Amerikalı bir üniversite öğrencisi olan Billy Hayes, 51 yıl önce turist olarak Türkiye’ye geldi. O günlerde giderek yayılan ve “Çiçek Çocukları” olarak da bilinen “Hippi” akımına kapılmıştı. İstanbul Sultanahmet’te gitar çalıp eğlenen ve uyuşturucu da kullanan hippiler arasında bir hafta geçirdi. 7 Ekim 1970 günü ülkesine dönerken iki kilo esrarı, bir kuşağın içinde beline sardı. Yeşilköy Havalimanı'nda uçağa binmek üzereyken yakalanıp tutuklandı, 30 yıl hapse mahkum oldu. GENİŞ YANKI UYANDIRDI Olay Türkiye ve ABD’de geniş yankı uyandırdı. Amerika, “Hayes’ı serbest bırakın” baskısı kurmaya başladı. 1975’te Milliyetçi Cephe hükümeti iş başına geldi. Hayes’ın önünde yatması gereken 25 yıl daha vardı. Ancak 'iyi hali' gerekçe gösterilerek, Sağmalcılar’dan İmralı Yarı Açık Cezaevi'ne gönderildi. 2 Ekim 1975 gecesi ise hayatının dönüm noktası oldu. 20 GÜN SONRA AÇIKLANDI Kendi iddiasına göre o gece İmralı’ya bir kum motoru yanaşmıştı ve arkasında da bir sandal bağlıydı. Sandalın içine saklandı ve tekne denize açılınca sandalın ipini kesti, 6 saat dalgalarla boğuşup Bandırma’dan karaya çıktı. Üç otobüs değiştirip, önce Bursa, sonra İstanbul, ardından Edirne’ye gitti. Enez ilçesi yakınlarından Meriç nehrini yüzerek geçip Yunanistan’a sığındı. Bu hikayeye kimse inanmadı ama sonuçta cezaevinden kaçmış ya da kaçırılmıştı. Firar olayı da gizlenip ve 20 gün sonra açıklanmıştı. ABARTILARLA DOLU HİKAYE Hayes, New York’ta kahraman gibi karşılandı. Aradan 3 yıl geçti. 1978’de Türkiye günlerini “Midnight Express” adlı kitabında anlattı. Oliver Stone da, Hayes'ın abartılarına yenilerini ekleyip hayal ürünü bir senaryo yazdı. Malta’da çekilen 2.5 milyon dolar bütçeli filmde Türkiye ile ilgili birçok olumsuz bölüm vardı. 43 yıl önce tarihler 23 Mayıs 1978'i gösterdiğinde film gösterime girdi. Hayes telif haklarından büyük paralar kazandı. İADE ANLAŞMASI İMZALANDI Oliver Stone, Oscar ödülü aldı. Yönetmen Alan Parker’ın da yıldızı parladı. Milyonlarca kişi tarafından izlenen filmde anlatılanların bir kısmı maalesef doğruydu ama büyük bölümü hayal ürünüydü. Her izleyen tümünü gerçek zannetti. Hollywood bombası Türkiye’ye düşmüştü. Turizm başta olmak üzere birçok sektör vurgun yedi. Film vizyona girdikten 45 gün sonra ise ilginç bir biçimde, Türkiye ile ABD arasında mahkumların iadesi anlaşması imzalandı.
Filmde özellikle cezaevi sahneleri gündem olmuştu. Billy Hayes karakterini Brad Davis canlandırmıştı.
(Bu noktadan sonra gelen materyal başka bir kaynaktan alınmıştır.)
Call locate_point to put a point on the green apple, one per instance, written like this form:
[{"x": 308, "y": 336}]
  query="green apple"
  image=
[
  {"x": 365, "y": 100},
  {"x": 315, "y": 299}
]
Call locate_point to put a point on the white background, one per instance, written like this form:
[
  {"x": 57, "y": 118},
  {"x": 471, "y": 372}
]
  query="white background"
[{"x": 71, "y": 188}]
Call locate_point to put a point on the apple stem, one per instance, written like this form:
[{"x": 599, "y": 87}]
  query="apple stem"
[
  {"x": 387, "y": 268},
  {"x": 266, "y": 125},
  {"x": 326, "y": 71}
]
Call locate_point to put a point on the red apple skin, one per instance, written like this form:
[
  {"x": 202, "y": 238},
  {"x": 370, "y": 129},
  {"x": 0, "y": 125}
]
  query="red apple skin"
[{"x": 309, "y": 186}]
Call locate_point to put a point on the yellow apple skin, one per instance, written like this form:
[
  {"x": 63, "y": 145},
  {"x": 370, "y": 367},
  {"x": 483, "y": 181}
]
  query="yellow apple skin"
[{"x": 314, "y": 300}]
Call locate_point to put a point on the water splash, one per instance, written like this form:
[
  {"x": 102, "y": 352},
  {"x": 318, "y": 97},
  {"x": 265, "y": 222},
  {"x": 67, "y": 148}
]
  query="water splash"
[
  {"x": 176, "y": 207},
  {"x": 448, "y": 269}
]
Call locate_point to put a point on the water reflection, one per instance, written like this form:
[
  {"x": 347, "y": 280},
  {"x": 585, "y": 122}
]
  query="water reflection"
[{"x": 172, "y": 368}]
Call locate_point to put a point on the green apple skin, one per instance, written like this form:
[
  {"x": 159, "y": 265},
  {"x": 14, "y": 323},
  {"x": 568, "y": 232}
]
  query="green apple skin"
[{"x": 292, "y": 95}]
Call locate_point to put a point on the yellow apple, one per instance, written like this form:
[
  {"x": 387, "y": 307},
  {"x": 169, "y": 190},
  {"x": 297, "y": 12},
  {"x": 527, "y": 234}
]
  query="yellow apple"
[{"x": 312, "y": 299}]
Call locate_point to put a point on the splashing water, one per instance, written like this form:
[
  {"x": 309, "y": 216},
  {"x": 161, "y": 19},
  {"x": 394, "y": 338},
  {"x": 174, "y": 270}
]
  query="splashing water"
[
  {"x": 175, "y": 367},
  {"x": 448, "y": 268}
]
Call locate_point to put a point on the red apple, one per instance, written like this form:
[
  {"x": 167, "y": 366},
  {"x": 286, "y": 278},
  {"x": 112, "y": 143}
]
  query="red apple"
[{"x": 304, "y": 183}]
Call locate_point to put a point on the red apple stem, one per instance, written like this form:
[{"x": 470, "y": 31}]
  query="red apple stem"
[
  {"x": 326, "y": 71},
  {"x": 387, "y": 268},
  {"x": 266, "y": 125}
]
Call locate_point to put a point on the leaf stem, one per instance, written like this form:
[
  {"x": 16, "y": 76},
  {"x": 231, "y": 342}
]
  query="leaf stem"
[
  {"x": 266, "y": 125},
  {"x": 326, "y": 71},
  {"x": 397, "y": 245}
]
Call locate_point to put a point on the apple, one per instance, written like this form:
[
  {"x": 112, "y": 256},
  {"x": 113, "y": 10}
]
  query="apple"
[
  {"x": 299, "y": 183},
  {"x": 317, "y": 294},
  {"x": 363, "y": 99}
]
İş işten geçtikten sonra özür geldi

Senarist Oliver Stone, 2004'te Türkiye'ye geldi, “Ülkenizde pek çok kalp kırdım” diyerek özür diledi. Hayes da pişmanlığını dile getirip “Bütün Türklerin filmdekiler gibi zalim olduğu izlenimi doğdu” dedi. 29 Ekim 2014'teki Cumhuriyet Bayramı'nda New York’ta Türk Bayrağını göndere çekip, bir kez daha özür diledi. Film, sinemaların ardından TV'lerde yayınlandı, DVD’si satıldı, halen de dijital platformlarda yer alıyor. Hayes 2016'da gerçekleri anlattığı “Midnight Return” adlı belgeselle hatasını telafi etmeye çalıştı. Ama iş işten geçmişti.

Oliver Stone: Sipariş bir işti

10 Aralık 2004’de Türkiye’ye gelen filmin senaristi Oliver Stone dönemin Kültür Turizm Bakanı Erkan Mumcu ile görüştü. Mumcu 17 yıl önceki bu görüşmeyi SÖZCÜ HaftaSonu’na şöyle anlattı: “O dönemde beş parasız, perişan, sefil bir durumda olduğunu, bu proje önüne gelince kabul ettiğini söyledi. ‘Sipariş bir işti, propaganda filmiydi, hata yaptım’ dedi. Hatasını telafi etmek istediğini ve pişmanlığını dile getirdi. Parasız ve zor durumda olduğu için bu işe girdiğine ilişkin sözlerini samimi buldum, ancak pişmanlığı gerçek fikri olmayabilir.”